Delayed sedimentary response to abrupt climate change at the Paleocene-Eocene boundary, northern Spain
Abstract
Sediment routing systems (SRSs) are a critical element of the global response to ongoing climate change. However SRS response to climate forcing is complex, fragmentary, and obscured when viewed over short, human time scales (10 -1 -10 2 yr). Over long time scales ( > 10 2 -10 3 yr), the aggregated, system-wide response of SRSs to climate forcing can be gleaned with more confidence from the sedimentary record, but the nature and time scales of this aggregated response to abrupt climate change are still poorly understood. Here, we investigate the aggregated temporal response of a SRS in northern Spain to abrupt climate warming at the Paleocene-Eocene thermal maximum (PETM). Our results show that terrestrial sites in northern Spain record a temporal lag of 16.5 ± 7.5 k.y. between the onset of the PETM, defined by an abrupt negative excursion in the δ 13 C profile, and the onset of coarse-grained deposition.

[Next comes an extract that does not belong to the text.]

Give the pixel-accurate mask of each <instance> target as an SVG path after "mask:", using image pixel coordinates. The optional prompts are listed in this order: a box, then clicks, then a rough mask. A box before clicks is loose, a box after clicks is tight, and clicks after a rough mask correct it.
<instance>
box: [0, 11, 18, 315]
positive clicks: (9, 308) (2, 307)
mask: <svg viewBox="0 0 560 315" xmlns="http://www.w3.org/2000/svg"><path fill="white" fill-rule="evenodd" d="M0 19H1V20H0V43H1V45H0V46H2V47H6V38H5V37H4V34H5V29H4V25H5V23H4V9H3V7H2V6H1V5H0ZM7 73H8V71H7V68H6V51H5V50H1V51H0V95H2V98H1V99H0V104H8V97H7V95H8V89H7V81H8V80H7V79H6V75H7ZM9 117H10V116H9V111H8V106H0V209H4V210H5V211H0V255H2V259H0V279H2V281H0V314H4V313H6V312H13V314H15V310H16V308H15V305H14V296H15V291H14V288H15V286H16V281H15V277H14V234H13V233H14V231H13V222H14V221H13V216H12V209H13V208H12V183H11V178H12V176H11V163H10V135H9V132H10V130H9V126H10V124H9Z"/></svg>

Within the same SRS at a deep marine site 500 km to the west, we observe a temporal lag of 16.5 ± 1.5 k.y. using an age model that is independent of that used for the terrestrial sites. These results suggest that the aggregated, system-wide response of SRSs to presentday global warming-if we take the PETM as an appropriate modern-day analogue-may persist for many millennia into the future.